The book is a collection of Hooker’s essays on Pauline theology, most of which focus on Paul’s understanding of redemption. She notes early on in her introduction that Paul is distinctively Jewish and “saw redemption primarily in corporate terms,” (p 2-3). Hooker argues that while Paul’s soteriology is originally situated within a salvation-historical framework, following his encounter with Christ Paul comes to understand salvation as ultimately participatory for God’s covenant promises are “effected through incorporation into Christ,” (3). Because these covenant promises have become universally available to all through Christ, Paul looks to Adam as “the only figure with universal significance” to draw a link between the old and new (5). From this connection, or juxtaposition rather, Hooker develops the idea of ‘interchange in Christ‘ and its necessary implications.
What does Hooker mean by ‘interchange’? The idea of ‘interchange’ in Paul’s theology in that “Christ is identified with the human condition in order that we might be identified with his” (26). Though Hooker clearly favors the term ‘interchange’ she quickly identifies it’s deficiencies, namely, it is not a simple exchange that takes places between Christ and humanity. According to Hooker, Christ acts not as humanity’s substitute (as many scholars have argued) but as humanity’s representative. She argues that the interchange that takes place between Christ and those who are ‘in Christ’ is necessarily participatory–as we participate in Christ everything that is true about Christ is true about us. In other words, “to be in Christ is to be identified with what he is,” (37).

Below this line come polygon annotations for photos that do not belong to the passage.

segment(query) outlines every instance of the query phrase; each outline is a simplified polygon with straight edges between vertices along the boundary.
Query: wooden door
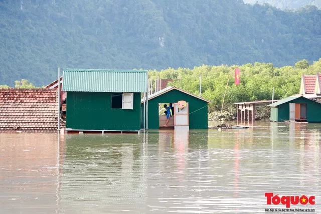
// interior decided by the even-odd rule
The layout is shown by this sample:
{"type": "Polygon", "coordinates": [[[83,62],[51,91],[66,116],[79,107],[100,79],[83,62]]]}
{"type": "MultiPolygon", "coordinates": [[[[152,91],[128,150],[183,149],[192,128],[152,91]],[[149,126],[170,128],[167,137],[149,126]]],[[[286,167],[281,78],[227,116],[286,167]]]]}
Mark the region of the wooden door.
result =
{"type": "Polygon", "coordinates": [[[301,103],[295,103],[295,119],[299,120],[301,118],[300,109],[301,103]]]}
{"type": "Polygon", "coordinates": [[[188,126],[189,103],[183,109],[179,109],[177,103],[174,103],[174,126],[188,126]]]}
{"type": "Polygon", "coordinates": [[[295,103],[290,103],[290,121],[295,121],[295,103]]]}
{"type": "Polygon", "coordinates": [[[300,117],[301,119],[306,119],[306,103],[301,103],[300,108],[300,117]]]}

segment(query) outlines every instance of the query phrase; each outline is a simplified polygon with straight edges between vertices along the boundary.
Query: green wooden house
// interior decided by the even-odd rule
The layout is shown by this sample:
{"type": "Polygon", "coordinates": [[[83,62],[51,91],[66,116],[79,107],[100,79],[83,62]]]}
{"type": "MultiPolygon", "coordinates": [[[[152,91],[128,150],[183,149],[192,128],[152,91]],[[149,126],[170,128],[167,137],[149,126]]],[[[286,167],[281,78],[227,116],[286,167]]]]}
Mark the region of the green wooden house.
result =
{"type": "MultiPolygon", "coordinates": [[[[183,100],[188,103],[188,118],[187,120],[190,129],[207,129],[208,128],[208,104],[211,102],[201,97],[175,87],[168,87],[148,97],[148,129],[159,129],[166,121],[165,116],[159,115],[159,109],[164,103],[175,103],[183,100]]],[[[141,119],[144,99],[141,101],[141,119]]],[[[173,111],[173,112],[175,112],[173,111]]],[[[170,119],[169,126],[174,126],[174,118],[175,114],[170,119]]],[[[143,124],[141,124],[142,127],[143,124]]]]}
{"type": "Polygon", "coordinates": [[[67,132],[140,130],[146,71],[64,69],[67,132]]]}
{"type": "Polygon", "coordinates": [[[321,103],[303,96],[292,96],[270,104],[270,120],[321,122],[321,103]]]}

The cornerstone text for Hooker’s understanding of interchange is Paul’s simple yet perplexing proposition in 2 Corinthians 5:21, Christ was made sin in order that we might become the righteousness of God in him. Hooker stresses the importance of the reciprocal nature of redemption, albeit unbalanced, arguing that “it is necessary, not only for Christ to identify himself with us, but for us to identify ourselves with him,” (43). Kenosis and cruciformity (though she doesn’t use that word) are prominent themes in Hooker’s interchange framework as it is ultimately through Christ-like “self-abnegation” that we display pistis Christou, faith in the God who raises the dead, the same faith evidenced in the person and work of Christ (46).
Paul’s idea of participation in Christ is fundamental, not only for his Christology, but for his understanding of salvation, of the nature of the redeemed community, of God’s plan for humanity and the world, and of the way of life appropriate for restored humanity. Those who live ‘in Christ’ depend on him. Being changed into his likeness, they reflect his glory; but the glory of the new humanity is the glory of God’s children, who are obedient to him, responding to him in faith, who share the obedience and faith of Christ himself. (9)
Hooker offers some interesting perspectives and I’m particularly partial to her reading of 2 Corinthians 5.21. Are you familiar with Morna Hooker’s ‘interchange’ description? If so, any thoughts?